How to Reconstruct 3D Models from Video in Agisoft Metashape (Frame Extraction Tutorial)

Did you know that you can use video footage to create 3D models in Agisoft Metashape? Even without a DSLR or drone, videos from smartphones or action cameras can be used for photogrammetry by extracting still frames. This guide shows you how to convert a video into a photogrammetric dataset and reconstruct a 3D scene using Metashape.

1. Why Use Video for Photogrammetry?

Using video offers several advantages:

It’s easier and faster to capture scenes
You can cover dynamic or hard-to-access environments
Smartphones and GoPros can be used instead of drones
You can reconstruct older events using archived footage

2. Step 1: Choose the Right Video Format

Metashape doesn’t process video files directly. You must first extract still frames. Choose a video with the following characteristics:

Resolution: 1080p or higher (4K preferred)
Stable movement (walkthrough or orbit shot)
Good lighting and minimal motion blur
Less compression (use original footage if possible)

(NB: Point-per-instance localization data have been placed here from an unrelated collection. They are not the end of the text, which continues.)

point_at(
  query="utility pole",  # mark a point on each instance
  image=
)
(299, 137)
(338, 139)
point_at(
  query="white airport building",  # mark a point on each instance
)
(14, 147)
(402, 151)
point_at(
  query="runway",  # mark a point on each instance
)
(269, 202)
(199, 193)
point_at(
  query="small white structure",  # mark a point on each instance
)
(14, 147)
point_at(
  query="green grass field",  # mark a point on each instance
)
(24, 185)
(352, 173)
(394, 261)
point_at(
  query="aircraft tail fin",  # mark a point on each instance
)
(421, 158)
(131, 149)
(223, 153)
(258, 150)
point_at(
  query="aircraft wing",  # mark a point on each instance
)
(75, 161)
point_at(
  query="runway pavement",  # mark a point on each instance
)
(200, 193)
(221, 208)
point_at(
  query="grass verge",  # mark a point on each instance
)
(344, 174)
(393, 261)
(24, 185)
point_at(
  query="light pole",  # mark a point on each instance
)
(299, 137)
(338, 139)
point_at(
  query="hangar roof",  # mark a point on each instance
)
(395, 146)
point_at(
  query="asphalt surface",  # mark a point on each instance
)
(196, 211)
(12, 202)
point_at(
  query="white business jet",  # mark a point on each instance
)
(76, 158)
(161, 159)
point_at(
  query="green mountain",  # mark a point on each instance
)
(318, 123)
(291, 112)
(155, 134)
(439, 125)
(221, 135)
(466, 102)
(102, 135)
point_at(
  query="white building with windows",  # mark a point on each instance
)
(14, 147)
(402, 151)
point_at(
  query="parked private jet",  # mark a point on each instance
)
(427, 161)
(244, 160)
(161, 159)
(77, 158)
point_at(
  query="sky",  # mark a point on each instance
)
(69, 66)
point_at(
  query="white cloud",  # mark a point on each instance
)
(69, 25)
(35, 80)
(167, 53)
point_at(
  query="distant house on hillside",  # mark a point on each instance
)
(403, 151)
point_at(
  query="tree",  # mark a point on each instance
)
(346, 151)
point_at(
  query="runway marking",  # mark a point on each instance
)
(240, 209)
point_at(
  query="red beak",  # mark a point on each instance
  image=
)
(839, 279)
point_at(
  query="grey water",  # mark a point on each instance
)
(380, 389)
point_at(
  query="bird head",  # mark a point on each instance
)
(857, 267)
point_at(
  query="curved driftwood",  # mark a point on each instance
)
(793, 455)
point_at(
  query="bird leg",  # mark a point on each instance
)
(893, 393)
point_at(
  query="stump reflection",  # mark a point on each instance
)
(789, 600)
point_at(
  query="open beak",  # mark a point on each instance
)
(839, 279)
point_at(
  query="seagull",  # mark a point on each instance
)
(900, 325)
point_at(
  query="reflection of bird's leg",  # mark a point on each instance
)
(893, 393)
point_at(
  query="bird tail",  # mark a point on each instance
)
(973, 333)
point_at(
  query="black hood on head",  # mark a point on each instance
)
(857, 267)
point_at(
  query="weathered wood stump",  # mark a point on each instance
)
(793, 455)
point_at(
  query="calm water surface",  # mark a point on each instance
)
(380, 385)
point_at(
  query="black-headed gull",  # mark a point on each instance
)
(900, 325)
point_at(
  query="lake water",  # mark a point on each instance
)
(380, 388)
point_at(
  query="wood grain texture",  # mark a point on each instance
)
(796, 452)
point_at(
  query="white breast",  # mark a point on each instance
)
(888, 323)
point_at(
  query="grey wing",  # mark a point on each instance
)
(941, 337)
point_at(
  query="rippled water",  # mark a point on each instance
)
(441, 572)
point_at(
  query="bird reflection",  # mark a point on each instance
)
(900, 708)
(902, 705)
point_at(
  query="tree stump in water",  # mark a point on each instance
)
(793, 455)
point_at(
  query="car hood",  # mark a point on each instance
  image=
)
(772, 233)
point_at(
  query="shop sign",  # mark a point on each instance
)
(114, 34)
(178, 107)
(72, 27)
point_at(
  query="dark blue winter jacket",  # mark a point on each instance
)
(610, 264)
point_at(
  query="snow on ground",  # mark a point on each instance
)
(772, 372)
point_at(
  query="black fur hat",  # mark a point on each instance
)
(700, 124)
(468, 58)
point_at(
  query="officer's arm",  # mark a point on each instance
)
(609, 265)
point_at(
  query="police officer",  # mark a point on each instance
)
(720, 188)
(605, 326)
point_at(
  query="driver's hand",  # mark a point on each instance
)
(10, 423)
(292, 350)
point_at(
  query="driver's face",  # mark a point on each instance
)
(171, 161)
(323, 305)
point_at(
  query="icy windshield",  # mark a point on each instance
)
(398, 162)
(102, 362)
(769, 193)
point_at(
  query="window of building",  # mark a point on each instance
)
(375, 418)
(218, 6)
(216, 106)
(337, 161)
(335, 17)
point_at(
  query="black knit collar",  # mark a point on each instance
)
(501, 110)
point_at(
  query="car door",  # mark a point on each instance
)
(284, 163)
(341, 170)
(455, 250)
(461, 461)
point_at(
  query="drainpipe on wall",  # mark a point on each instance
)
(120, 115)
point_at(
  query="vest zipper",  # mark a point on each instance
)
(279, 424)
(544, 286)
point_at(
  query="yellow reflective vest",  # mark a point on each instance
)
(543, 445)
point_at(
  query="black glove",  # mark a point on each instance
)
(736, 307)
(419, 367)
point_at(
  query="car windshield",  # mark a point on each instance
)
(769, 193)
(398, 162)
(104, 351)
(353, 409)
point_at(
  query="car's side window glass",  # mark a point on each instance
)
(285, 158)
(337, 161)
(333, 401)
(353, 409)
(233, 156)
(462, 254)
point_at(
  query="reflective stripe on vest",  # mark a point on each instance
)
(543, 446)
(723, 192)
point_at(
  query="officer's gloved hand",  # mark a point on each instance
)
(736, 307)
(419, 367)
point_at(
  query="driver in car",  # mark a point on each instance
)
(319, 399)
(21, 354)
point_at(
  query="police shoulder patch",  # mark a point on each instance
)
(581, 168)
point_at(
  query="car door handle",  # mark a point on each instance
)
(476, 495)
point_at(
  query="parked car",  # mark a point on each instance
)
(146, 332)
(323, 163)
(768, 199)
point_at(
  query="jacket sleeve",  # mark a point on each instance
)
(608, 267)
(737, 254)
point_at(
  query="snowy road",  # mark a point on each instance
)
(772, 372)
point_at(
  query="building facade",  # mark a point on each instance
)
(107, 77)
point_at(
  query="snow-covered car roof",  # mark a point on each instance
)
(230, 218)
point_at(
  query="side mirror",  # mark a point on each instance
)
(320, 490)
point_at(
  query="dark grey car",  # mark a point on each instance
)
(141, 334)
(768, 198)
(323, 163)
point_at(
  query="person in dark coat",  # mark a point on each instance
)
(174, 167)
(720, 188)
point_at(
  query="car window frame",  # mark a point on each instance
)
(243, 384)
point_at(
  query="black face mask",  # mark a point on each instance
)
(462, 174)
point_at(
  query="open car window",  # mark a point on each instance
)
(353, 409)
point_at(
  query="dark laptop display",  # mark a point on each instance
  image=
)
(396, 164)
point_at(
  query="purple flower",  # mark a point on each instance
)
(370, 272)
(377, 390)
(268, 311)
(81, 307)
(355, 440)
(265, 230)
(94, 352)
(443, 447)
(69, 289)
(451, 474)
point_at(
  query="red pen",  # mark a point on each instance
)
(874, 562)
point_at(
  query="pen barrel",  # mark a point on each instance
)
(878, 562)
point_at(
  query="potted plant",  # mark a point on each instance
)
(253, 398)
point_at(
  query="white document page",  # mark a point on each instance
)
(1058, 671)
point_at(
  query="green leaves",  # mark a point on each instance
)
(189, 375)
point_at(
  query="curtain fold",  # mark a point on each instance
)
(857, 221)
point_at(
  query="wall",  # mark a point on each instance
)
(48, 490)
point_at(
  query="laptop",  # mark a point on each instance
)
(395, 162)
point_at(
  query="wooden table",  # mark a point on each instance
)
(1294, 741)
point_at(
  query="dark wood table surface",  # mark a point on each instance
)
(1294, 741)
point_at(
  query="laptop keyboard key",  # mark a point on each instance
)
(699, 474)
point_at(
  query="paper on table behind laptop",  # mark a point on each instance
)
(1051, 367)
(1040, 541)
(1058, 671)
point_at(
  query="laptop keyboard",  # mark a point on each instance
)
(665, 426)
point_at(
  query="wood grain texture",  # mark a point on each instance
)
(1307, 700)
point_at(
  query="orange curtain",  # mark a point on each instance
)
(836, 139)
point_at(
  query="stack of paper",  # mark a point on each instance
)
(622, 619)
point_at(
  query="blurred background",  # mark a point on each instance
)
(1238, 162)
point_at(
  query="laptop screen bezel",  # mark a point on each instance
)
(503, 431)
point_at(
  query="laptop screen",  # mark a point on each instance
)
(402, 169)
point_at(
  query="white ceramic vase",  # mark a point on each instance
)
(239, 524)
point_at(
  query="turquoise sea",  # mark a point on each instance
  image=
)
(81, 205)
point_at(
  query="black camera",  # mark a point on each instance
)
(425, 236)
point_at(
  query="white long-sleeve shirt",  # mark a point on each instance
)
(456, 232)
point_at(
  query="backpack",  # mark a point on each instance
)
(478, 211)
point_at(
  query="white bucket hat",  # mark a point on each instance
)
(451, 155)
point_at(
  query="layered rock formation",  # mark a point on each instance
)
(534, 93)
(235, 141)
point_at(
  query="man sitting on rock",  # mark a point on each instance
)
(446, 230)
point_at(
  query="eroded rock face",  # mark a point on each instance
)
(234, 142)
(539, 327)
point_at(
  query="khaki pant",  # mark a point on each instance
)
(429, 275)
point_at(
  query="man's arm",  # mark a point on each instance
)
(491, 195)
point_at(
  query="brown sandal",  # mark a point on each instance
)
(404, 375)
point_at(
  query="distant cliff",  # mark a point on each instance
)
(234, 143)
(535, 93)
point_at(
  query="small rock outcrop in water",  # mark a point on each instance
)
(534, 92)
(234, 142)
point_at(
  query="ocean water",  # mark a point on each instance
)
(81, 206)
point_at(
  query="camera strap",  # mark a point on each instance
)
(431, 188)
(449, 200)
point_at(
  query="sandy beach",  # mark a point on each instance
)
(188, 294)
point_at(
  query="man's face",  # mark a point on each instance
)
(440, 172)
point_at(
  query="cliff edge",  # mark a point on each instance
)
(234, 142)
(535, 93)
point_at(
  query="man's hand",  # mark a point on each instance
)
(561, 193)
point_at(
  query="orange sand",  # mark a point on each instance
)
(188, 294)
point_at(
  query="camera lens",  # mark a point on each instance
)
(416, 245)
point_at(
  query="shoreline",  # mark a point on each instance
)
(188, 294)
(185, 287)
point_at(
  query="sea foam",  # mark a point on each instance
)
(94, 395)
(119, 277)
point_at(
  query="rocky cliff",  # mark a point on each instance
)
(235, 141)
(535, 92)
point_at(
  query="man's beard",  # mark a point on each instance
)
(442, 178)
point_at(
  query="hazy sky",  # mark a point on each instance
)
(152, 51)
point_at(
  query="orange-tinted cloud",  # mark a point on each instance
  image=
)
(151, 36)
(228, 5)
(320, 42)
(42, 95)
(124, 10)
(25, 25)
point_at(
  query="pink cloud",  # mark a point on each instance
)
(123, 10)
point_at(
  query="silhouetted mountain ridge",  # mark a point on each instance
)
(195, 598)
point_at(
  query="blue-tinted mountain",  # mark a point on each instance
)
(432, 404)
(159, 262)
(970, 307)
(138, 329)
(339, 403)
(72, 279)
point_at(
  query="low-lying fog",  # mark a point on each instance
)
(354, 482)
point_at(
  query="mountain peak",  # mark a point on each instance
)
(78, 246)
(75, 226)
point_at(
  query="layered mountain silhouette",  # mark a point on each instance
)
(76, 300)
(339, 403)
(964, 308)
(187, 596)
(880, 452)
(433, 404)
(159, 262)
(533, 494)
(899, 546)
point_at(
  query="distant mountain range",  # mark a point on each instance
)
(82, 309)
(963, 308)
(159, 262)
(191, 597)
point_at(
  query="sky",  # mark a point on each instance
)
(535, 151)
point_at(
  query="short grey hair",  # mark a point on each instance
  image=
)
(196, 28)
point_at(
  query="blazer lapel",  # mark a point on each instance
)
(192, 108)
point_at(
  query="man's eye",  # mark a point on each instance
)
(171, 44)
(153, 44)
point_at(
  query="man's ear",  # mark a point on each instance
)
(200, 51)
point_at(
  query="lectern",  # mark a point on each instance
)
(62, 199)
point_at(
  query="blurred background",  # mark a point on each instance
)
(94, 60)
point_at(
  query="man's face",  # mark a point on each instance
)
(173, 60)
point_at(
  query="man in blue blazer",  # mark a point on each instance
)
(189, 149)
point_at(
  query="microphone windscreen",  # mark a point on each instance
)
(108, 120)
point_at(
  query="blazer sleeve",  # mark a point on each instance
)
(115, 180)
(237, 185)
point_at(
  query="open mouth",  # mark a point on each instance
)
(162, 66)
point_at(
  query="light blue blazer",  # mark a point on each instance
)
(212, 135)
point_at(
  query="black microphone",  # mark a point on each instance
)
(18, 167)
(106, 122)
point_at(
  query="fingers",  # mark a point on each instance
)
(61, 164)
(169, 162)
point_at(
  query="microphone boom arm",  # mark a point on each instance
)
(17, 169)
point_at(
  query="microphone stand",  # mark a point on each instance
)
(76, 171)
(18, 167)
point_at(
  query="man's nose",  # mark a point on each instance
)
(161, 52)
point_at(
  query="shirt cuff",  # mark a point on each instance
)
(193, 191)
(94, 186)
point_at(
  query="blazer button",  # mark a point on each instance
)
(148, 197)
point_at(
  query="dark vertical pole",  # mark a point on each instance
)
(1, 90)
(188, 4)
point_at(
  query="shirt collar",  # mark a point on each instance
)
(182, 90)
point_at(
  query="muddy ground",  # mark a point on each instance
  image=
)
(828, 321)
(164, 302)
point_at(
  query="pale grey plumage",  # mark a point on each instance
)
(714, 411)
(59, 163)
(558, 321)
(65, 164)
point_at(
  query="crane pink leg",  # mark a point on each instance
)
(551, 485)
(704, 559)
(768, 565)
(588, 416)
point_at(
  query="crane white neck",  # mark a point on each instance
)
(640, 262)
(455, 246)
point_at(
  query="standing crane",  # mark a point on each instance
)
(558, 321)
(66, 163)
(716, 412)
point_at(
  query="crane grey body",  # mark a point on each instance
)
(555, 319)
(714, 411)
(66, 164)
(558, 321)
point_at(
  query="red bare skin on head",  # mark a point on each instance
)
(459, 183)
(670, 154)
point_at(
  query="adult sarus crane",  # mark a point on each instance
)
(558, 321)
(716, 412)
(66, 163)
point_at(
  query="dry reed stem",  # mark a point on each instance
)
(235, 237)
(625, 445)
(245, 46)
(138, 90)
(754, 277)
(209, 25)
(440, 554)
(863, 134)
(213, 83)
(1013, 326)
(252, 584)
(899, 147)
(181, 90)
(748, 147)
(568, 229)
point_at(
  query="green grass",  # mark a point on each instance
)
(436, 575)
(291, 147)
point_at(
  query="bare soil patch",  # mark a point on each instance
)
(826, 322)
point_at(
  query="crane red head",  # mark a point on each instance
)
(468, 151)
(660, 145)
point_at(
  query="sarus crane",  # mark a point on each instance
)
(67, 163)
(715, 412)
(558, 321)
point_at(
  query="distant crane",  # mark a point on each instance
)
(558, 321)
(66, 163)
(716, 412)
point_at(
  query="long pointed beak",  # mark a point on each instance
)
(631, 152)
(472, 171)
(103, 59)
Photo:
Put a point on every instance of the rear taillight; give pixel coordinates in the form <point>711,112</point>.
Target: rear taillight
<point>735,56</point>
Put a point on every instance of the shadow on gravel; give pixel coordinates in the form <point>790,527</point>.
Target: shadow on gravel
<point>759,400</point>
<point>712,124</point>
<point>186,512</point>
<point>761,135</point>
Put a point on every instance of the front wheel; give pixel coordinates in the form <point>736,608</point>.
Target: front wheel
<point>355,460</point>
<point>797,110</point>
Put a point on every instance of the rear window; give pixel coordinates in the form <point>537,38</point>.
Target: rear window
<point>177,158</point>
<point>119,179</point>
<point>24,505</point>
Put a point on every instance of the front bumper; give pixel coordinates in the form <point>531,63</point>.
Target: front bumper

3. Step 2: Extract Frames from the Video

You can use tools like FFmpeg, VLC Media Player, or Adobe Premiere to extract frames:

ffmpeg -i input.mp4 -vf "fps=2" frames/frame_%04d.jpg

This command extracts one frame every 0.5 seconds (2 FPS). Adjust the frame rate depending on motion speed—too many similar frames can increase processing time with no benefit.

4. Step 3: Load Images into Metashape

Open Metashape and create a new project
Go to Workflow → Add Photos
Select all the extracted JPG or PNG frames
Organize them into a new chunk

From here, the process is the same as working with drone or DSLR images.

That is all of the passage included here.